Recently read Google and the Myth of Universal Knowledge: A View from Europe by Jean-Noel Jeanneney. Not bad, not bad.

A few thoughts –

Right, Google’s out to make money. If they were really interested primarily in “organizing the world’s info” above and beyond profit, they’d be some kind of NGO. But they’re a publicly traded corporation beholden to their shareholders. That should be primary in librarians’ minds.

Anybody who organizes “the world’s” info is a cultural gatekeeper — and as Frenchy points out in the book, your profit motive will skew your impartiality when it comes to selling access to cultural artifacts.

Google is a very American company. I love Google. I was talking with the wife the other night and she actually used the words love and trust in the same sentence in ref. to Google. That stunned me. Stunned? B/c I somehow feel that way too — I really want to believe that Google is a force for good. That they really will not be evil. Why is that? What the hell kind of excellent marketing is that? I don’t think it’s entirely intentional on their part… they have a hella fanbase that tends this hearth.

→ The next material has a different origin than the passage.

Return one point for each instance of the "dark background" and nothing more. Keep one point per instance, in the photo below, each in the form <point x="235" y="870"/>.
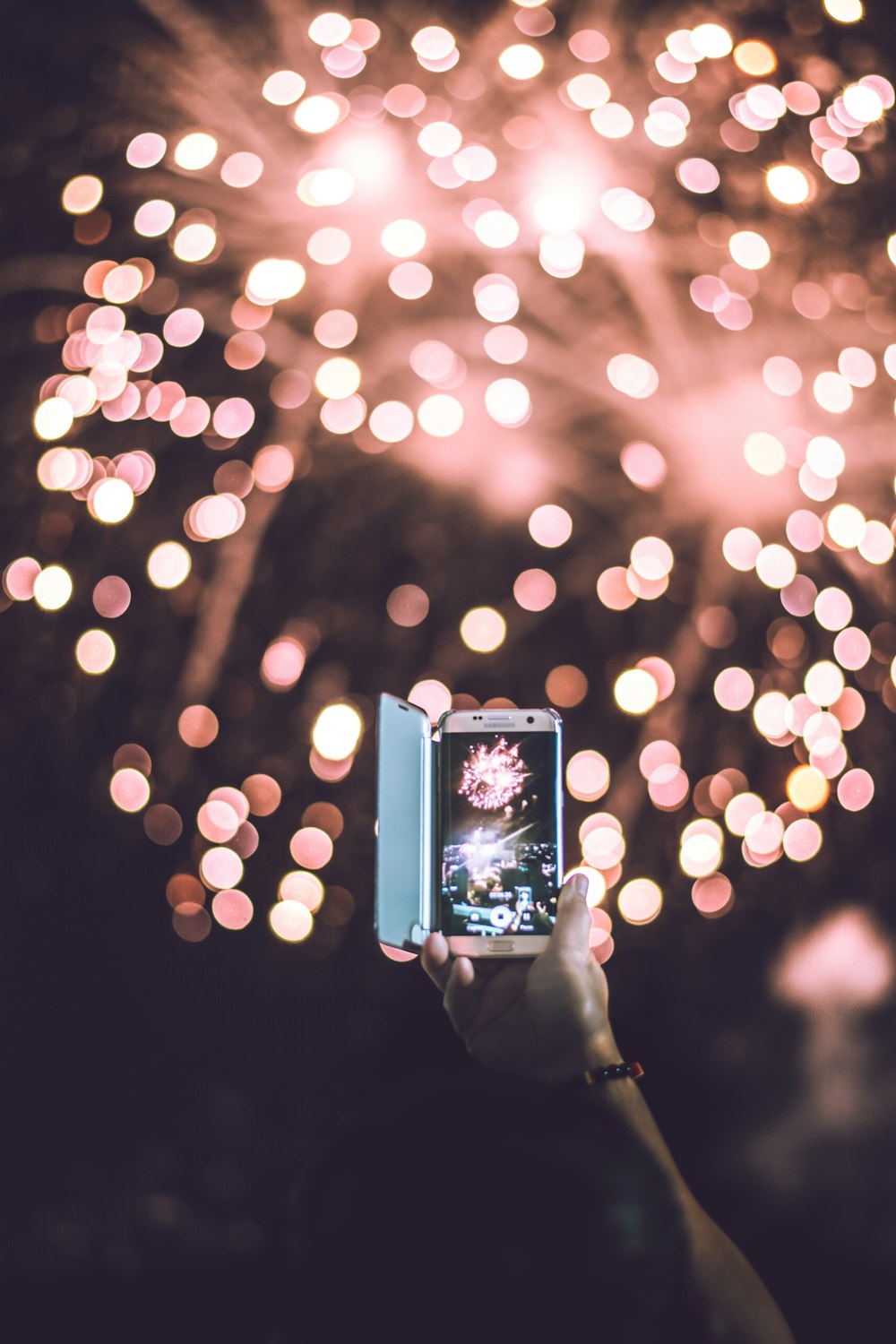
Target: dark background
<point x="164" y="1094"/>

Google’s cultural gatekeeping will be Americanified. It will not be neutral.

But wait.

Google (as one example) is doing what libraries haven’t gotten off their asses to do. They’re actually succeeding at organizing the world’s information (or at least taking bold, staggering, toddler’s steps in that direction). Libraries, as HeavyD points out frequently, are way too busy talking about the fact that they’re now mostly bun-less (and goodness gracious wouldn’t it be nice if the teevee shows showed librarians with cool haircuts and yadayadayada). Librarians are conservative — and that’s good. They conserve and preserve info to make it available to folks — good! Great! But libraries are not equipped for this new game, obviously. Cry in their milk all they want to, they’ve missed it.

If we (librarians) see Google-fication as a set of challenges we must rise to, there’s still hope.